Я бросился отыскивать уж редкие ягоды на кустах малины и костяники. Баба Маня, видя такое дело, присела на первую же скамейку отдохнуть.

– Баба Маня, а если мертвых разбудить, они выходят из могил?

– Полно, Марик! Они уж никогда не проснутся. Им там хорошо, и ничего у них не болит. Только меня ты больше не зови бабой Маней.

Я остолбенел:

– А как же?

– Просто баба, бабушка. Без имени. Я все равно откликнусь.

– Ладно! – согласился я, хоть и не понял, почему так надо.

Ягоды попадались редко, а есть мне хотелось сильно. Я нащупал в кармане сухарик и принялся за него.
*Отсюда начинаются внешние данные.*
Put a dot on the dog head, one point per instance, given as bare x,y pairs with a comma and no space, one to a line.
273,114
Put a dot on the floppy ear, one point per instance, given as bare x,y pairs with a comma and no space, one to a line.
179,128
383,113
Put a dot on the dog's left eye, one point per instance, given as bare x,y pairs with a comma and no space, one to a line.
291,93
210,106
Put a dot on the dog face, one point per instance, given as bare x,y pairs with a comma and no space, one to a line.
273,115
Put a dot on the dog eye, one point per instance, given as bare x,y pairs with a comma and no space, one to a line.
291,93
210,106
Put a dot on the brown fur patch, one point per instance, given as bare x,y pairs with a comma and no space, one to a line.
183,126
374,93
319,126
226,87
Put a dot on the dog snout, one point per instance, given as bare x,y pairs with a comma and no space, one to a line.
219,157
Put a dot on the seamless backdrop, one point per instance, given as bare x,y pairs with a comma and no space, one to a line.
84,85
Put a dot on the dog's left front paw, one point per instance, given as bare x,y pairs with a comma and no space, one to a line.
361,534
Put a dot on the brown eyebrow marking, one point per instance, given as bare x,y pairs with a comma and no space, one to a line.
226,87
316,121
– Потерпи, Марик. Теперь мы есть будем вместе. Спрячь сухарик. В Бутове будет колодец, там и поедим, – поднялась, кряхтя, баба Маня и добавила: – Как ни думай, а на кладбище хорошо сидится… Ох, уж скоро ли мне-то?

Мы вышли из рощи – и я увидел, как велика, просто огромна земля за нашим селом. Вдали то там, то сям под облаками виднелись маленькие деревушки, села с островерхими церквями. Я и не подозревал об их существовании. Бутово, Сидельницы, Нерехта, Путилиха. То за лесом, то за косогором. Я слыхивал эти названия от взрослых. Но то были только слова. Теперь они были предметны. От них тянулись струйки дыма, а по земле к ним стелились дорожки.
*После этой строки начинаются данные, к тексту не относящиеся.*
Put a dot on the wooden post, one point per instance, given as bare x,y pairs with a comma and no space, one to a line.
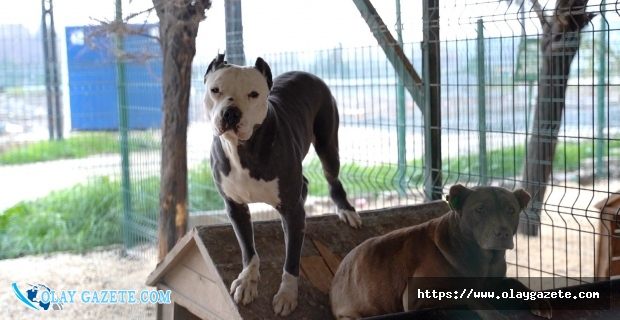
234,32
393,51
559,45
431,68
178,27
– А где Путилиха? – поднял я глаза к бабе Мане.

– Крошечка моя, не видать ее отсюда. Бутово вон рядом – скоро дойдем. А до Путилихи несколько дней надо.

Я задумался: что же мы будем делать все эти дни?..
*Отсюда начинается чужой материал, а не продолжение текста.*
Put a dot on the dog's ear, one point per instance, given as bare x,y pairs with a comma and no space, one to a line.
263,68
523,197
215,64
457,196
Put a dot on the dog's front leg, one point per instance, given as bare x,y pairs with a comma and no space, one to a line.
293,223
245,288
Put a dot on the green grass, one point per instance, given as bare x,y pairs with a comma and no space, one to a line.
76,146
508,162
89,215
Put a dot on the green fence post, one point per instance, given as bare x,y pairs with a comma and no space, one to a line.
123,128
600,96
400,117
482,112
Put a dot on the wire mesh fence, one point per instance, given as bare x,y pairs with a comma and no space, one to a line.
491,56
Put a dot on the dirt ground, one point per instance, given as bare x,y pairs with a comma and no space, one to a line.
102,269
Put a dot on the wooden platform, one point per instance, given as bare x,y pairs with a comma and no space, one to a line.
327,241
Чем ближе мы подходили к Бутову, тем решительнее просыпался мой голод в животе. К тому же мной овладело беспокойство: раз есть мы теперь будем вместе, то как же делить мой сухарик? Он такой маленький. Еще и твердый!

Нет, делить его мне не хотелось, и мысленно я убеждал бабу Маню, что сделать это невозможно. Пусть я съем его сам, а поделим картошину. Я ведь меньше бабы Мани, и мне, чтобы расти, надо больше… Пока я обо всем этом думал, сухарик кончился.

Позади нас первый гудок издала писцовская фабрика. В безветренном воздухе он был чистый и громкий. А навстречу по одному, по два уже шли люди. Чаще – женщины.

– А куда они, баба Маня? – поинтересовался я.

– На работу, Марик, на работу. Слышь, фабрика прогудела? Только ты все-таки помни: баба я тебе, бабушка твоя. Зови просто, баба.

– Значит, когда фабрика гудит, она зовет к себе?

– Да, сердце мое!

Мне это понравилось. И то еще, что я правильно догадался. Как здорово: никому ничего не надо говорить, а всем все понятно и делается как надо. Но меня насторожило, что баба Маня назвала меня и «крошечка моя», и «сердце мое», как раньше не называла. Она и так была добрая. Зачем же мне ласковые прозванья?

Когда мы входили в Бутово, нас крепко перепугал мальчишка, прямо на нас верхом скакавший на толстобрюхой лошади. «Поберегись!» – закричал он. Баба Маня, схватив меня за руку, заметалась из стороны в сторону, не зная, куда потянуть. Но в последний момент прижала-таки меня к забору, заслонив своим грузным телом.

– Фулюган! – крикнула баба Маня вдогонку лихачу.

– Чертоплех! – добавил я невесть откуда взявшееся у меня словцо и подпрыгнул от радости.

Мы оказались в клубах густой пыли, но довольны друг другом и тем, что целы. Баба Маня перекрестилась и спросила, почему я так обозвал мальчишку. Я ответил:

– Черт плохой!

– Надо же, – подивилась баба Маня.

Тем временем руки мои потянулись к ногам, которые через минуту горели и зудели нещадно. У забора мы угодили в крапиву.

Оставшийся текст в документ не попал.